Esta conversa recente com uma cidadã angolana é apenas uma de muitas que tive com angolanos que buscam tratamento médico fora de Angola. Na maioria dos casos têm-se ouvido críticas aos profissionais de saúde (médicos em particular) e, geralmente, citando situações específicas relacionadas à supostos erros médicos, diagnósticos clínicos errados, falta de ética e deontologia, etc.

Recentemente o caso de uma bem-conhecida jornalista chamou atenção da sociedade e levantou respostas e debates, nas redes sociais, principalmente de médicos angolanos. Segundo noticiado na ocasião, a referida jornalista foi internada em uma clínica de Luanda onde, supostamente, foi dado um diagnóstico errado de acidente vascular cerebral (AVC), comummente chamada trombose, diagnóstico que, supostamente, foi “desmentido” após a mesma ser levada de urgência para um país europeu.

Não é raro ouvir-se de figuras públicas angolanas que, padecendo de um problema de saúde, procuram ou são levados para outros países em busca da cura. Mas não são só as elites que procuram atendimento médico do exterior. Penso que cada vez mais pessoas da classe média estão fazendo isto. Os países mais procurados, penso, são a Namíbia e África do Sul (talvez pela proximidade com Angola), Portugal e o Brasil.

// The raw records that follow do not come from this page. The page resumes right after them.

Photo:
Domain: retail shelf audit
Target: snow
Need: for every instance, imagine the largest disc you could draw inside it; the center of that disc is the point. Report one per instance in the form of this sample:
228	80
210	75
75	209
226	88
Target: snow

Infelizmente, apesar de a maioria dos com quem tenho falado, referirem as precárias condições de atendimento médico nos hospitais públicos, a maioria diz que mesmo em hospitais privados (clínicas) a qualidade do atendimento médico nem sempre é dos melhores. No entanto, muitos também reconhecem que os médicos não têm a culpa toda e que a falta de meios de trabalho limita o que podem fazer.

Um outro aspecto me chama a atenção. Até alguns anos atrás, não era raro ver pacientes angolanos, em hospitais públicos e privados, preferirem ser atendidos por médicos estrangeiros (brasileiros, cubanos, etc.) em detrimento de um médico angolano. Eu mesmo presenciei algumas situações destas. Hoje verifico que existe um aumento nas críticas até para estes médicos. Não é infrequente ouvir pacientes reclamando de supostos erros cometidos por médicos estrangeiros que exercem em Angola.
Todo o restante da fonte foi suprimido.